Other unmeasured influences may have affected members' decisions to sign up for online access to their health records. Members who signed up for online access may have greater health concerns that influence health care contact rates. Kaiser Permanente offers patient self-management tools (both online and written materials) and personal chronic disease management programs. Both MHM users and nonusers have access to all disease management programs, patient self-management systems, and clinicians in the Kaiser Permanente system. Some of these services are available online to anyone, even individuals who are not members of a KPCO health plan. To access more personalized online services, MHM access is required. Members who do not use MHM can access these clinicians and services in traditional ways, by telephone or by in-person clinical encounters. In this study, we did not compare usage patterns for these services between MHM users and nonusers.

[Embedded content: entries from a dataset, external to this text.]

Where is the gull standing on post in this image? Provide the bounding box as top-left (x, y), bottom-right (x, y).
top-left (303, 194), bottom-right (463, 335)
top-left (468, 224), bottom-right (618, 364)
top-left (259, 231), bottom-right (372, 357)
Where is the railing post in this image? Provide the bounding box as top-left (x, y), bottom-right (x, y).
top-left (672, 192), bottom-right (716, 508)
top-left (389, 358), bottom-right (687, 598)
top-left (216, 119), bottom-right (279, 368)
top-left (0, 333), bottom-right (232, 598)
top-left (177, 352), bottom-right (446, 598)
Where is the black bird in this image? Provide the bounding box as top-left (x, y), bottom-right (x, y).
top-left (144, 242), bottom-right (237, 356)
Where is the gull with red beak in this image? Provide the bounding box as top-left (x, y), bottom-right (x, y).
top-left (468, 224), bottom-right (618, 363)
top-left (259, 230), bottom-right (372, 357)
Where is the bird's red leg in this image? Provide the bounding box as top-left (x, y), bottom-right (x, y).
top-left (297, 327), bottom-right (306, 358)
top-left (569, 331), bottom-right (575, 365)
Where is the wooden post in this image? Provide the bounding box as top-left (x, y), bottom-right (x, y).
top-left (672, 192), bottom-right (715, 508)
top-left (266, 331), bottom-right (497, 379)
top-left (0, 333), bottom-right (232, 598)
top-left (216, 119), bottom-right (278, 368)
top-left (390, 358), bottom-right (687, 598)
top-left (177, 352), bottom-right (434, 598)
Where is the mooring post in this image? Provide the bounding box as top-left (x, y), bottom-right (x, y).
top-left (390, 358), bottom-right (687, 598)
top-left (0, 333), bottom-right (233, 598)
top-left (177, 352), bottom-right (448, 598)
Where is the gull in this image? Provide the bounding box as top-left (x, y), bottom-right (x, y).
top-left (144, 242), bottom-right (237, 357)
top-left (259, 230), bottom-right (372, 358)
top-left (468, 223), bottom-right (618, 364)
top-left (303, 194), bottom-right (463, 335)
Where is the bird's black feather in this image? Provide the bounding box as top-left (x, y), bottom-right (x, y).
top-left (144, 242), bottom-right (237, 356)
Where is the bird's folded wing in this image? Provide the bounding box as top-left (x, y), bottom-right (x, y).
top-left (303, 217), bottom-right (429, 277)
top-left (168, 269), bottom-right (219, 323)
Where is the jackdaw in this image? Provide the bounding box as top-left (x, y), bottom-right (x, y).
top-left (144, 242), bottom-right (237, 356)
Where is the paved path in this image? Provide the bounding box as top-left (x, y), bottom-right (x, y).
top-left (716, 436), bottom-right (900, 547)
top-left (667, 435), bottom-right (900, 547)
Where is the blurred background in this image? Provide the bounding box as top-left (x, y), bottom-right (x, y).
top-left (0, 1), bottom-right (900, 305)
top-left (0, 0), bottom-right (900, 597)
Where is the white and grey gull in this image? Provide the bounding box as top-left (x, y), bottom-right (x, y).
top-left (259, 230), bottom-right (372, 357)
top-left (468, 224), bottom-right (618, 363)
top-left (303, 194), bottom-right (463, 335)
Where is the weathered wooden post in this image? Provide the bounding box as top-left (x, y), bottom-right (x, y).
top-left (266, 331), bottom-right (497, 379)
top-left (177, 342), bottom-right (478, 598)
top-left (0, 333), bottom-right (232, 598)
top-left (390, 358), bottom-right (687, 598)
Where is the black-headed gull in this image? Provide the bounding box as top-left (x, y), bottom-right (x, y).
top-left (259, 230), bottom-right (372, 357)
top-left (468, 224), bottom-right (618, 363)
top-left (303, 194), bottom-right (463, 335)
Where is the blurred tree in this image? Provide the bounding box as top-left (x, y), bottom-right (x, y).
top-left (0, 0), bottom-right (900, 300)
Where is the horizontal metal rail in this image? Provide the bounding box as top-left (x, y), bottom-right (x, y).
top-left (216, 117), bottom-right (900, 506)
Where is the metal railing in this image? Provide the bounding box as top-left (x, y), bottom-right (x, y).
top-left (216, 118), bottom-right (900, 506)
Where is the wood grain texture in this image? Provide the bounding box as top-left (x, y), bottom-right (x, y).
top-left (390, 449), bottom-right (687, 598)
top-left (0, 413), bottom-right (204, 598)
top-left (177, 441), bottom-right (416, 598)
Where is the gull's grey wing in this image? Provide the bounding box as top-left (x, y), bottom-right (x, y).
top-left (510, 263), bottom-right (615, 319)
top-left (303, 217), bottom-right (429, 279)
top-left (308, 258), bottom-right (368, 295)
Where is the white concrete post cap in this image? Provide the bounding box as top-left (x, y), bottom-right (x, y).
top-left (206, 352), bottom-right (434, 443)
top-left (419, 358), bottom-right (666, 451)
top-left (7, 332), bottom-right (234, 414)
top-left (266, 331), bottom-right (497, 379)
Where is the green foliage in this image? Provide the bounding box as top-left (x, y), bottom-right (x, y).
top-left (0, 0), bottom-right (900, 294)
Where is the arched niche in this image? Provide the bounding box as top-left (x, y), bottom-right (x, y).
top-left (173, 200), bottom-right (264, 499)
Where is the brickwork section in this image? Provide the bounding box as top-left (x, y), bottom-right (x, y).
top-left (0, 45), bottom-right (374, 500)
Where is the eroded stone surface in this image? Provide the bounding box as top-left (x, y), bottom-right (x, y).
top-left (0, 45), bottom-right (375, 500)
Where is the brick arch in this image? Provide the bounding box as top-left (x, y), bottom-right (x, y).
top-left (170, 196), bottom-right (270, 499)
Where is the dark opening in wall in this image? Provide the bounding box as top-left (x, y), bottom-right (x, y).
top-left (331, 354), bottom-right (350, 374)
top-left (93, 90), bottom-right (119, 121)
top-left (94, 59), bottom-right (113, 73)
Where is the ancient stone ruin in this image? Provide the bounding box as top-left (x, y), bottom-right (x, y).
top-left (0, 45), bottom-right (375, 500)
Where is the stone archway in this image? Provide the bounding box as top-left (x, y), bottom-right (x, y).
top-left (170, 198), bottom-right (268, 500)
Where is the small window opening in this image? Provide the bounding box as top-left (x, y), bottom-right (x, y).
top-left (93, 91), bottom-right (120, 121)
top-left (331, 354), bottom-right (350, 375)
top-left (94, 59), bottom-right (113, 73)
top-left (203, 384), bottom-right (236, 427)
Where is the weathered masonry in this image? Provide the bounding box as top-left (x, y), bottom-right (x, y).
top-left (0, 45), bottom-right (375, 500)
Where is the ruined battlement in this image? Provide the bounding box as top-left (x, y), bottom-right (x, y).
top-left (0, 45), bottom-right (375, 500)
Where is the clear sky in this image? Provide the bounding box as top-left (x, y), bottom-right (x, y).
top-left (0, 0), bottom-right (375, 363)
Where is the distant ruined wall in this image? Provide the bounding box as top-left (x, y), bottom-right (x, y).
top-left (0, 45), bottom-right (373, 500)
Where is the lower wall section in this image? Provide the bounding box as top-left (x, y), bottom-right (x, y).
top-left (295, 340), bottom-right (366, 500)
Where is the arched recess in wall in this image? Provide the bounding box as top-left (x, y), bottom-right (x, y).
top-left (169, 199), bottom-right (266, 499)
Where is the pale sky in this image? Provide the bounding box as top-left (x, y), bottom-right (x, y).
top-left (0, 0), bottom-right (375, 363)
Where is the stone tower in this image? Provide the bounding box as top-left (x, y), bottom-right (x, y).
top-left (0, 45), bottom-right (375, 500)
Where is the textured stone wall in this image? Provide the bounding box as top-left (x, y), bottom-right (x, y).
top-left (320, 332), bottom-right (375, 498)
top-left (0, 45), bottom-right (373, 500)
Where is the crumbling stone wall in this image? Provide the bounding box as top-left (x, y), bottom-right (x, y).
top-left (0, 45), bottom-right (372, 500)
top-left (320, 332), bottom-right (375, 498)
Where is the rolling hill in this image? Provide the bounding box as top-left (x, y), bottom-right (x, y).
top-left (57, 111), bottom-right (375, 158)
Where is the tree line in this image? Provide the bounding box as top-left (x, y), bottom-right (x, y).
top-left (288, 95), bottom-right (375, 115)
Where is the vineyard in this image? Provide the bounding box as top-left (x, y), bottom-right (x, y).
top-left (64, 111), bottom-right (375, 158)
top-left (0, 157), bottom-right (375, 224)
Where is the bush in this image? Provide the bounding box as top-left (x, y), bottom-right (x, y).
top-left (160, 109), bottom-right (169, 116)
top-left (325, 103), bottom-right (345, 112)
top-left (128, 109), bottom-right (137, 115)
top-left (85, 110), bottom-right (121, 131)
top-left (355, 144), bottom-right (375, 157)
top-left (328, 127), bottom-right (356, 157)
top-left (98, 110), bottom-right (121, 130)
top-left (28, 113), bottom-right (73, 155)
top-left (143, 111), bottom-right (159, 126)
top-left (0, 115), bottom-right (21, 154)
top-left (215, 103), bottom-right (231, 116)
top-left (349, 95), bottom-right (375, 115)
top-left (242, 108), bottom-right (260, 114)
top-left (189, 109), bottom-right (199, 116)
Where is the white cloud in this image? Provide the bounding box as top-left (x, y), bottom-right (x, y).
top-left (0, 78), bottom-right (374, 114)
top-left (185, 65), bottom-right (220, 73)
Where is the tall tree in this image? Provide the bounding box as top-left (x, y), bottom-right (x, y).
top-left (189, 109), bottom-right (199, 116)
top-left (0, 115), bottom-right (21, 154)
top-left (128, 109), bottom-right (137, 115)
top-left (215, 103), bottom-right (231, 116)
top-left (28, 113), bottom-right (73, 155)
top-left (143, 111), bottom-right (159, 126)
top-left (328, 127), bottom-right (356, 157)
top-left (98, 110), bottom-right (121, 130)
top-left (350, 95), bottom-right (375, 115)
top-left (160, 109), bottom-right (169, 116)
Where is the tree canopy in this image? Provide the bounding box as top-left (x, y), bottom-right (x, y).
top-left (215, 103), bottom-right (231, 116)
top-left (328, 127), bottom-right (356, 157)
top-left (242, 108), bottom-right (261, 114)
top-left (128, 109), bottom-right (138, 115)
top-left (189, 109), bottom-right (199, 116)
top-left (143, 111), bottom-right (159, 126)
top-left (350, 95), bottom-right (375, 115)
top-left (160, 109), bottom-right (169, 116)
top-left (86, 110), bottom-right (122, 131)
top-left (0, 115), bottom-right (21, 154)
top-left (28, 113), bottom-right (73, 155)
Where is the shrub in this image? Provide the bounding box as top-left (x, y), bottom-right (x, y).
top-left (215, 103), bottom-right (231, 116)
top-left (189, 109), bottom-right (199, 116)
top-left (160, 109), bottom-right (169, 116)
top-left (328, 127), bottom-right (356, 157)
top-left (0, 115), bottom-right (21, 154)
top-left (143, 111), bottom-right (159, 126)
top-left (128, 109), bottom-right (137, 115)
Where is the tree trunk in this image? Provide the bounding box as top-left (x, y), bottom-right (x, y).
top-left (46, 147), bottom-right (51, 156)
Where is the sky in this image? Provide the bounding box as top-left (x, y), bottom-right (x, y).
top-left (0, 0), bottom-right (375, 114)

Finally, any large study may identify statistically significant differences that are not clinically relevant. However, the magnitude of differences in utilization that we identified appears to be clinically significant. For example, in a health system with 100 000 adult members with online access, if the rate of office visits increases by 0.5 visits per member per year, concomitant with an increase in telephone encounters by 0.3 per member per year, over the course of a year clinicians and the health system would need to provide 50 000 more clinic visits and respond to 30 000 more telephone calls. If this also holds true for a small group practice, a primary care physician with 1000 adult patients who have online access would need to provide for almost 10 more clinic visits per week and over 5.5 more telephone calls per week.
Further research is needed to evaluate why patients seek and subsequently use online access and whether online access affects health outcomes beyond utilization. Comparing clinical outcomes between online users and nonusers may prove beneficial in tailoring services to member needs. Further evaluation of the cost and benefits of online access to health care services, virtual visits (such as e-mail communication between patients and clinicians), and clinical decision making is also needed.
Overall, our findings suggest that the relationship between online access and utilization is more complex than the simple substitution of online for in-person care suggested by earlier studies.26,27 If these findings are evident in other systems, health care delivery planners and administrators will need to consider how to allocate resources to deal with increased use of clinical services. As online applications become more widespread, health care delivery systems will need to develop methodologies that effectively integrate health information technologies with in-person care.